My eight-year-old has been enjoying playing BOOM BLOX but struggles to hold the wiimote steady enough on occasion, since the controls are very sensitive. (Bear in mind that this is a kid who's collected 119 stars in Super Mario Galaxy). My six-year-old has even more problems with aiming and can't seem to fling the balls hard either, despite being no gaming slouch himself. (He's just started a second saved game of LEGO Indiana Jones, having completed the first one 100%.) This isn't necessarily a fault with the game as such - in my experience, the Wii remote is simply harder for a small child to use than a normal controller, whatever Nintendo might want you to believe. It does make the game frustrating for younger children, however.

There's a wide selection of multiplayer levels. Some of these are competitive with objectives such as obtaining the highest shooting score, knocking over the most point blocks or destroying an opponent's castle. These could easily get vicious... Cooperative levels play very like the single-player game with players taking turns to make each pull or throw.

It's also possible to edit levels and create new ones. These can be shared with friends over the internet but making decent levels is pretty fiddly and time-consuming. You probably can't be bothered to manage it and your kids won't be able to. Still, it's a nice idea and maybe something to distract a teenager with over the summer... The real longevity comes from the multiplayer.

Conclusion: One of the best attempts around to do something interesting with the unique Wii controls.

Graphics: Basic but, then again, the Wii is probably kept pretty busy by calculating the tumbling and colliding of scores of falling blocks.

Length: Short.

Rating: 4/5.


Anonymous said...

Dear Ed, I love your blog, it fills me with hope that i won't be a completely useless parent.

Do you think you might be able to comment on the following questions?

Is real Jenga actually more fun than BoomBlox, or does that make me sound like scary Julia on your blog?
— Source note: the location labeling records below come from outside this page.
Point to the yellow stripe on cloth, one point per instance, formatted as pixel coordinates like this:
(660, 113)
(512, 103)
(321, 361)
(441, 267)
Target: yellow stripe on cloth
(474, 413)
Are modern kids considered deprived, without access to a multicoloured world of merchandise and inane TV?

I was brought up playing lego and meccano, my favourite toys were a microscope and a slide rule, we had a computer (Apple IIe) but not TV, and I think I've got something essential missing in my brain 'cos I genuinely find computer games really boring and TV insanely inane. I'm married to a computer scientist, though, so I'm sure our impending kid won't actually miss out on computer games or reruns of South Park - it will probably just grow up thinking Mummy is a boring spoilsport...

DadsDinner said...

Hi Dr Ellen,

Glad you're enjoying the site and finding it useful. It's always good to hear people appreciate it.

Which is more fun Jenga or BOOM BLOX? That depends. If you've got four co-ordinated players, a stable surface, no boisterous pets or small children around and only want to play for half an hour every so often, then Jenga is more fun.

BOOM BLOX has more variety, can be played alone and doesn't require lots of manual restacking. At its best it's maybe not quite as fun as the peak moments of Jenga but, over an extended period, the 'mean fun level' is higher. Sprog1 and I certainly had a good time playing together the other day and only stopped because I had to make tea.

Maybe I should dig out Jenga and review that.

The question about kids being deprived without inane TV... That's a whole Dear Dave waiting to happen. (Hopefully on Friday!)